Inside the Ksh.355B cancelled Adani deals for JKIA and KETRACO
The name Adani was not
popular in Kenya until March this year when the Indian conglomerate submitted a
privately initiated proposal to the Kenya Airports Authority (KAA) proposing to
develop and expand the Jomo Kenyatta International Airport (JKIA) through the
build, operate, and transfer (BOT) model under the Public-Private Partnership.
The Adani deals, now
cancelled, were sealed with break-neck speed and shrouded in secrecy, sparking
widespread criticism.
In the deal that was
completed in a record 17 days, Adani proposed to give JKIA a facelift through
refurbishment and building of a new apron, taxiway system, and two rapid exit
taxiways, slated for completion by 2029, among other phased developments, at a
total cost of Ksh.260 billion.
In return, Adani would
take over the operations of the airport for a period of 30 years.
During this period,
Adani would take over nearly all the functions currently performed by the Kenya
Airports Authority, including having the powers to hire and fire employees of
the airport, among others.
However, even before
the deal could take off, concerns arose as it emerged that Kenyans may have
gotten a raw deal and handed the short end of the stick by the Indian
investors.
The disgruntled KAA
employees went on strike, shutting down operations in the country’s airports.
In the end, the courts
slammed the brakes on the deal, raising a red flag on the speed, secrecy, and lack
of public participation in the process.
But even before the
dust could settle on the JKIA takeover, the conglomerate had concluded another
critical infrastructure deal, with the CS for Energy announcing an
Adani-Ketraco power transmission deal.
"We have signed
a Ksh.95 billion Ketraco deal with Adani,” CS Opiyo Wandayi said.
Under the second
arrangement, Adani Energy Solutions – a subsidiary of the Adani Group – would
build and operate power infrastructure, including transmission lines in the
country, for 30 years.
In the
build-own-operate-transfer arrangement, Adani would develop the 400-kilovolt
Gilgil through Thika and Malaa to Konza transmission line stretching 208.73
kilometres.
The second
220-kilovolt line from Rongai to Keringet and Chemosit would have covered 99.98
kilometres, with new substations at Rongai, Keringet, and Chemosit.
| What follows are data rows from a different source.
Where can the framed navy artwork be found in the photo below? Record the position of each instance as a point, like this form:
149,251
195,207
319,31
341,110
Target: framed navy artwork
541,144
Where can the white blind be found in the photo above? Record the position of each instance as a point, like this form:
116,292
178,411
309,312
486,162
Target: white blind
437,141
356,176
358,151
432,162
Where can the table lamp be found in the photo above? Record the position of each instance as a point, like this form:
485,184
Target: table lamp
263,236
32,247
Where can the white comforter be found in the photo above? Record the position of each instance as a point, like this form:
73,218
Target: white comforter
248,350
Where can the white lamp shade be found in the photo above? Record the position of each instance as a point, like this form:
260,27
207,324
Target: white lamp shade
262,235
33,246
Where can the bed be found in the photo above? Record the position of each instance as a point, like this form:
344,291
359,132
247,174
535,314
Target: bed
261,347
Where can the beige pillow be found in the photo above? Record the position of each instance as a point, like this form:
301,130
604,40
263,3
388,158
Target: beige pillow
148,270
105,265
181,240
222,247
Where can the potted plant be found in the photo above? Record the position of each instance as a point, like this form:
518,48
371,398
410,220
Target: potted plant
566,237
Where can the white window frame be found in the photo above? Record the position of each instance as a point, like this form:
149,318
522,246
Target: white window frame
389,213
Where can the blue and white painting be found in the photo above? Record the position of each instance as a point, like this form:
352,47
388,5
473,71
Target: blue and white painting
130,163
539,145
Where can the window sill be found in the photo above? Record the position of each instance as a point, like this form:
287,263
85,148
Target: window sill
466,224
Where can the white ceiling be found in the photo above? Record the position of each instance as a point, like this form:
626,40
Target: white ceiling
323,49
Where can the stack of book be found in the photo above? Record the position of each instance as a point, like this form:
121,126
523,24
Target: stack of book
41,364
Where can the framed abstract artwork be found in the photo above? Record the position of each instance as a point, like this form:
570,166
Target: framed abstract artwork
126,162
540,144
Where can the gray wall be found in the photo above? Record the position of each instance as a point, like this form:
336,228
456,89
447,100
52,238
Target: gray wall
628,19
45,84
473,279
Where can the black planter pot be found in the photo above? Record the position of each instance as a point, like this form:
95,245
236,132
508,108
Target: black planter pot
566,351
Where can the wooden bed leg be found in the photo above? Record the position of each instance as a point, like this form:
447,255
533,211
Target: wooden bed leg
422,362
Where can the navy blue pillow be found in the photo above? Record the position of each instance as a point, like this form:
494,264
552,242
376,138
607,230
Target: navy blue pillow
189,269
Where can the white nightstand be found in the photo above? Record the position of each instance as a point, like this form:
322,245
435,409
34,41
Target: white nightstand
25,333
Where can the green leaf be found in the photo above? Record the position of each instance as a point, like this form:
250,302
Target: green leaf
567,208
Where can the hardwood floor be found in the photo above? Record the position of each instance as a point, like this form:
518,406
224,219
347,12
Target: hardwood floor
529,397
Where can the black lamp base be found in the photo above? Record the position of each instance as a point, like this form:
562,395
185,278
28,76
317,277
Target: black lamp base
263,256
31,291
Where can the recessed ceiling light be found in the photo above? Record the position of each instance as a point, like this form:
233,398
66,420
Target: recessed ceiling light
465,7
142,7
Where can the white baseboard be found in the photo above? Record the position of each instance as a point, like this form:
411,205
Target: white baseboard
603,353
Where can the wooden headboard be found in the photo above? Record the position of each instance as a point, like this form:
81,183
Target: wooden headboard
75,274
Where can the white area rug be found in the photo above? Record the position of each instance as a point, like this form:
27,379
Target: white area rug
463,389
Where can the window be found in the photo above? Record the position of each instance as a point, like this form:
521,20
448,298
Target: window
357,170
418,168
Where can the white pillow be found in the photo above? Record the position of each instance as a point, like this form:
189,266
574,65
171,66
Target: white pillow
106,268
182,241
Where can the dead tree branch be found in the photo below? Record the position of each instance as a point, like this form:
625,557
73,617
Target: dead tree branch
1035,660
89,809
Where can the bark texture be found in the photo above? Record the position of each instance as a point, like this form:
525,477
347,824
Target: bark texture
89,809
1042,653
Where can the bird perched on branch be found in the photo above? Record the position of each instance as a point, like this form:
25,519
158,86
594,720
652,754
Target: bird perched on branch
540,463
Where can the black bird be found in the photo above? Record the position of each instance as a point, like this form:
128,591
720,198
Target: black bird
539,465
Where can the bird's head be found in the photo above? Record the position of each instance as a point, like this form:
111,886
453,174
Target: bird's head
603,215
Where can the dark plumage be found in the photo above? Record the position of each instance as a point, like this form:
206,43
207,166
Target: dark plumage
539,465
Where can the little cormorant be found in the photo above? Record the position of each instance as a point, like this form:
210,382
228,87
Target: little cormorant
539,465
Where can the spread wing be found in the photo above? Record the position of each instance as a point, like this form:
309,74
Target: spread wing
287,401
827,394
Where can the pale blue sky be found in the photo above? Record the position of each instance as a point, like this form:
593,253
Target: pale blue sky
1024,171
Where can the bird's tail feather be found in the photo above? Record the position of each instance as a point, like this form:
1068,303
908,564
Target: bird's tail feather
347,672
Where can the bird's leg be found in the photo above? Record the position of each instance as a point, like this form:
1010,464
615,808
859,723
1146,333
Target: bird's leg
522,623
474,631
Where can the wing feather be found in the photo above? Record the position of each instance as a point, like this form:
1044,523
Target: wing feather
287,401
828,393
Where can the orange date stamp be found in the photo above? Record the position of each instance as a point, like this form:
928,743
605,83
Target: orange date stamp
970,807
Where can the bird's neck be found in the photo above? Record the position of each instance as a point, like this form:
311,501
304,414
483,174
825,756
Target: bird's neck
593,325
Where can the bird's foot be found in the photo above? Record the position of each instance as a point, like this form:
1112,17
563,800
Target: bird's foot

A third
line would have been constructed from Menengai through Ol Kalou to Rumuruti,
extending for 89.89 kilometres.
If not for President
Ruto’s cancellation, the Indian firm would also have set up a substation at
Thurdibuoro in Kisumu County.
The cancellation of
the Ketraco deal, which was signed, could be tricky for Kenya, as it may cost
the country huge penalties for terminating it.